If your kid’s negative self-talk has generally gotten them what they want, it’s time to break the pattern. Stop responding to the provocation, but don’t ignore them. For instance, you might say, ‘I’m going to go into the kitchen and make some salad. I would love a helper to peel carrots,’ Lerner explains: “You want to communicate to your child that ‘I’m here for you and not rejecting you, but I’m not going to keep the dynamic going.’ ”
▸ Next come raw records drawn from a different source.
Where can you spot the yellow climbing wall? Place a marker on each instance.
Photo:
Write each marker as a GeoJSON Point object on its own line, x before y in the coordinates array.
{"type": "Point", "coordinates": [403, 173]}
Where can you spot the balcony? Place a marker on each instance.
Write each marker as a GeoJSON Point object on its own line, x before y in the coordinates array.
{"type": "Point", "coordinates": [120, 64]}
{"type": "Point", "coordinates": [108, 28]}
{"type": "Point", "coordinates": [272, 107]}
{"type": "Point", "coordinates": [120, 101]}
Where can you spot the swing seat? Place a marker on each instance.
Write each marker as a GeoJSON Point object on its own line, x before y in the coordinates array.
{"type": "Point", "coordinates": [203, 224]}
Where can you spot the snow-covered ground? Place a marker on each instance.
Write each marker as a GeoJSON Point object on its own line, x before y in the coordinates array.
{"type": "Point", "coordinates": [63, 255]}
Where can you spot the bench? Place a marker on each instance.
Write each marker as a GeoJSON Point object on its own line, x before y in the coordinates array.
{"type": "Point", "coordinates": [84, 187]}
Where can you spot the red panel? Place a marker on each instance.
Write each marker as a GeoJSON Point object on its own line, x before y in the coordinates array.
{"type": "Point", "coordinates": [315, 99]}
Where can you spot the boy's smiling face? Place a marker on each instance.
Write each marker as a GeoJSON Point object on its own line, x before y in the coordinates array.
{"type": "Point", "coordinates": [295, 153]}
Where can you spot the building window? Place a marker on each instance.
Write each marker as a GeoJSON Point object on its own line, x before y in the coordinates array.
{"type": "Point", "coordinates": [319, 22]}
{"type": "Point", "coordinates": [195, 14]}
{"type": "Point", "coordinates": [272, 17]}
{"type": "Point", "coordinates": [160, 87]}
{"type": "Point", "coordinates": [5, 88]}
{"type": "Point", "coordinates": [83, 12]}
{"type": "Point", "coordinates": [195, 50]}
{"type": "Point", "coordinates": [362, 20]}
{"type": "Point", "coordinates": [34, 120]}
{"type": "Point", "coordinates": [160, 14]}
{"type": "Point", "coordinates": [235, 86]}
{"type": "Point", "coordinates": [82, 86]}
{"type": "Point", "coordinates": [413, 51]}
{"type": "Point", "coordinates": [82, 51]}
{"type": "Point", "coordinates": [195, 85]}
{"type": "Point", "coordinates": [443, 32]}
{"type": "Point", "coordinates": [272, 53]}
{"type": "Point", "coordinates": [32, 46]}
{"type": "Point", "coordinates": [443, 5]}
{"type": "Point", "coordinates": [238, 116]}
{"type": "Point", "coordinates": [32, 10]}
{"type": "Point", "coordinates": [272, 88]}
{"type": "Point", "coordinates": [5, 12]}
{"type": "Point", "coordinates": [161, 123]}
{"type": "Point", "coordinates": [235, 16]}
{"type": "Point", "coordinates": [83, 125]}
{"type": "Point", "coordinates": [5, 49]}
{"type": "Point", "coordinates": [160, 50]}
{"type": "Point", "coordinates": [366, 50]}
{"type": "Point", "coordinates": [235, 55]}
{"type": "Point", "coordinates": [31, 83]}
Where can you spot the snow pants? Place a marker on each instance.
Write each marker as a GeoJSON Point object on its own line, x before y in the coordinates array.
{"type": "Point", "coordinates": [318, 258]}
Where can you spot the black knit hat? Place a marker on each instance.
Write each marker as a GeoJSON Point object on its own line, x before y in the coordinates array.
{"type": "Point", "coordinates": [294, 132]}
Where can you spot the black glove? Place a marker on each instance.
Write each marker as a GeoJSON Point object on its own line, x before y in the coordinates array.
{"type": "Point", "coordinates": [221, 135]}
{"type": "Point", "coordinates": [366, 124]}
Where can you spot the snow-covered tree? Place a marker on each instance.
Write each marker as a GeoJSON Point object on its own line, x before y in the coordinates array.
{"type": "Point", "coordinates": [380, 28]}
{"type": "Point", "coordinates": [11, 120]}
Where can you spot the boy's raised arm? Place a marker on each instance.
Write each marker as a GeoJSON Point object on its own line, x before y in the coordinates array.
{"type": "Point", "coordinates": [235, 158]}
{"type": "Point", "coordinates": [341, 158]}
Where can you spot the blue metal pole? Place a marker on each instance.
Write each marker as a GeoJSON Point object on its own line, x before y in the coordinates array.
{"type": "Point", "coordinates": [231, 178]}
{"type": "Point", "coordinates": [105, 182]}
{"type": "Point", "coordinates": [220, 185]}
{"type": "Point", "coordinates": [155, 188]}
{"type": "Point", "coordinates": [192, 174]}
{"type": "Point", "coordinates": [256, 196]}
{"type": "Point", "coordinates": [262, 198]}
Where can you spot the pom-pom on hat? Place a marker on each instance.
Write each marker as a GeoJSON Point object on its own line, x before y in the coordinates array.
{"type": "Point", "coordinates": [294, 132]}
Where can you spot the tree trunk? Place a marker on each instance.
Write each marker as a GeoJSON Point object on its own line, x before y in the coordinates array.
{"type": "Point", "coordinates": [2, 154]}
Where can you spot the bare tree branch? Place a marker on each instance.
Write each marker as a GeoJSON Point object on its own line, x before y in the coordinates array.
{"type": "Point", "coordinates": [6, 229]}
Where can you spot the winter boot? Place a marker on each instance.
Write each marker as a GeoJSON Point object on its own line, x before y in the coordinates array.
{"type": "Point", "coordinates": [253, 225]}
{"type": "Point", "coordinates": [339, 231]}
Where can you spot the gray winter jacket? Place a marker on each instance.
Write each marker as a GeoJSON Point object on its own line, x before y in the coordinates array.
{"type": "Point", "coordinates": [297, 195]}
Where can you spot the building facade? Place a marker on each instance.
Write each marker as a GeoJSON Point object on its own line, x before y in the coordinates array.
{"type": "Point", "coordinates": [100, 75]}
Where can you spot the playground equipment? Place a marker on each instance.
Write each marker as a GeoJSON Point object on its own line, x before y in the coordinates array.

Reach out to a professional if you’re worried

If your kid’s negative self-talk is more extreme—for instance, saying things like, “I wish I wasn’t born” or “I don’t want to be here anymore”—try not to panic. It’s likely that they’re expressing how much they want their big, uncomfortable feelings to go away, rather than suicidal thoughts.

Related: The Best Response When Your Big Kid Is Experiencing Social Pain

That said, if parents are worried about the potential for self-harm or suicide, Lerner urges them to reach out to a mental health professional.

Focus on supporting, not fixing

“What children need is to be heard, not for you to make it all better,” says Lerner. “They need to see that they’re not alone and know that you’re going to help them work through their feelings, but not going to take them away or try to talk them out of them or minimize them.”

Parents need to remember that negative feelings aren’t harmful to kids—they’re part of being human. We’ve all survived more than a few disappointments in our lives, both big and small. Your ultimate goal is just to help your kiddo work through those difficult feelings and experiences.